Sadly, things got a bit out of hand, both for dubstep and Benga personally. Ravey tunes attracted a ravey audience, and the moody sexiness of Benga’s production would soon be left by the wayside, as producers continually upped the ante in search of ruder, gnarlier basslines. The intense maelstrom of an unforgiving tour schedule, meanwhile, would lead to Benga stepping away from music for the good of his mental health. Yet, as a dubstep raver and DJ, it’s impossible to look back at Diary Of An Afro Warrior and feel anything but awe and pride. At a time when dance music was at its most fractured and cliquish, Benga not only produced an album that appealed to practically everyone of clubgoing age, he did so while remaining true to his roots and artistic vision.

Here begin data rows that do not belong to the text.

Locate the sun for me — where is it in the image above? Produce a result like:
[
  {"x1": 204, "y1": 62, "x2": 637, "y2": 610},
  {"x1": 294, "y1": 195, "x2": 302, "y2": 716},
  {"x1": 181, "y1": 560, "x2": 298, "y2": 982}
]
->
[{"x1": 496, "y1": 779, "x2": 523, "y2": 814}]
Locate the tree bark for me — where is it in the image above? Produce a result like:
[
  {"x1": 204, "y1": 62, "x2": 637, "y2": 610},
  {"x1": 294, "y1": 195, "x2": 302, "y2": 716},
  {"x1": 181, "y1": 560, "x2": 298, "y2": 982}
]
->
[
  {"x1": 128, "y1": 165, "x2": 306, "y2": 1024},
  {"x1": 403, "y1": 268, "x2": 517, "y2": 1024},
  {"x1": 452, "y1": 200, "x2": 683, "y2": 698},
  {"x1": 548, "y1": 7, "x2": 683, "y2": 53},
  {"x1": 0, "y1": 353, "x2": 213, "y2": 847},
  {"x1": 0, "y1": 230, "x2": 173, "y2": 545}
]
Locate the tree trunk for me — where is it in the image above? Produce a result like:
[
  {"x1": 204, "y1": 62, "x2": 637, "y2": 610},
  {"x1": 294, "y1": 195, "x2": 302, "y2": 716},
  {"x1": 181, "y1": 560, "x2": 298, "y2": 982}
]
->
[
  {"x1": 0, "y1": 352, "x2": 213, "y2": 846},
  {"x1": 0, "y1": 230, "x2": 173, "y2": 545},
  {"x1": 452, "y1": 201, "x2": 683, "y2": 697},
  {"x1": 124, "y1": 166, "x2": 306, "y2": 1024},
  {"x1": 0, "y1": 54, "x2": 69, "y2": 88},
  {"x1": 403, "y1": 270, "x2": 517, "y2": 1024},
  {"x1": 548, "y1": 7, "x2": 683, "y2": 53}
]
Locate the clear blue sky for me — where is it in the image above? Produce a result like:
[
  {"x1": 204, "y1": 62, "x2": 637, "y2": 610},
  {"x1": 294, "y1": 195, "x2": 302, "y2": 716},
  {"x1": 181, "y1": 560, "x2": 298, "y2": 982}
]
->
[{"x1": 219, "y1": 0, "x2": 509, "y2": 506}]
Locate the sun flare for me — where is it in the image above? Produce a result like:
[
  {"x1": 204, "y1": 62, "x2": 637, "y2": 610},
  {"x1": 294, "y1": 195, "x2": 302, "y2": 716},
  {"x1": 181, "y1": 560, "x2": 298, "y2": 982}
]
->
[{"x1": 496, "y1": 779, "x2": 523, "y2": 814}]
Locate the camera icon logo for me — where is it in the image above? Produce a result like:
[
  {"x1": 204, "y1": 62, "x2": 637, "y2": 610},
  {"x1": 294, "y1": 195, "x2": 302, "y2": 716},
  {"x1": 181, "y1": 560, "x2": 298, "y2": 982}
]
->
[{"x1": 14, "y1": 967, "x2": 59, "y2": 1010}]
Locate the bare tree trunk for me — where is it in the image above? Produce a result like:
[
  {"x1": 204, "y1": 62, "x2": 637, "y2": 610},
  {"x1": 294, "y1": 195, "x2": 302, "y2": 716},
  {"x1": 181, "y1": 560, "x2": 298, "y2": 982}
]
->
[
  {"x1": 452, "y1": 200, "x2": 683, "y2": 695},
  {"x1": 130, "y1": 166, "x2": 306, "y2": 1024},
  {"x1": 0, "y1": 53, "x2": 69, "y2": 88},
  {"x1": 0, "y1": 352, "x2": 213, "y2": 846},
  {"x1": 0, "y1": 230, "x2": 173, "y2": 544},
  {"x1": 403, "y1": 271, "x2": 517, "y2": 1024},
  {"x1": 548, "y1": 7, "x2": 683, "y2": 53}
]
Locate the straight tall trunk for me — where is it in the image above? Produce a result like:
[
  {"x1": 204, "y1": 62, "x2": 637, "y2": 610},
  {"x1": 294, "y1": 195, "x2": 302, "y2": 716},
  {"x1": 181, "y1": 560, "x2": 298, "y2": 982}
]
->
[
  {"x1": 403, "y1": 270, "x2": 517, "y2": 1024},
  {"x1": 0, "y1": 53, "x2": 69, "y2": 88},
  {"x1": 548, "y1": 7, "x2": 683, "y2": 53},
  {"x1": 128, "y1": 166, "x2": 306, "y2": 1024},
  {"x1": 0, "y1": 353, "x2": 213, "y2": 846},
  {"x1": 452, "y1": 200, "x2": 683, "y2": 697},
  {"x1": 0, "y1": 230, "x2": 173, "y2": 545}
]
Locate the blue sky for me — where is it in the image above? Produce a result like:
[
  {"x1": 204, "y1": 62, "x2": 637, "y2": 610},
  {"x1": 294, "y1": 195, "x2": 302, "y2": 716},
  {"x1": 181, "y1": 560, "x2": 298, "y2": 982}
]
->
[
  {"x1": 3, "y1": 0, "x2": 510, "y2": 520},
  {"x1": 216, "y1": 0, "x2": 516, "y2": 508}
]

Coming from a hip-hop background, I can personally attest to being suspicious of dance music, particularly the stuff pushed by mainstream outlets. Diary Of An Afro Warrior (along with The Bug’s London Zoo and Flying Lotus’ Los Angeles that same year) did a lot to correct my perception that this was music exclusively by and for bald guys in black turtlenecks, connecting dance music’s Black roots to its Black present while also positioning it as an inviting scene, welcoming to anyone ready to lose their mind to the right drop.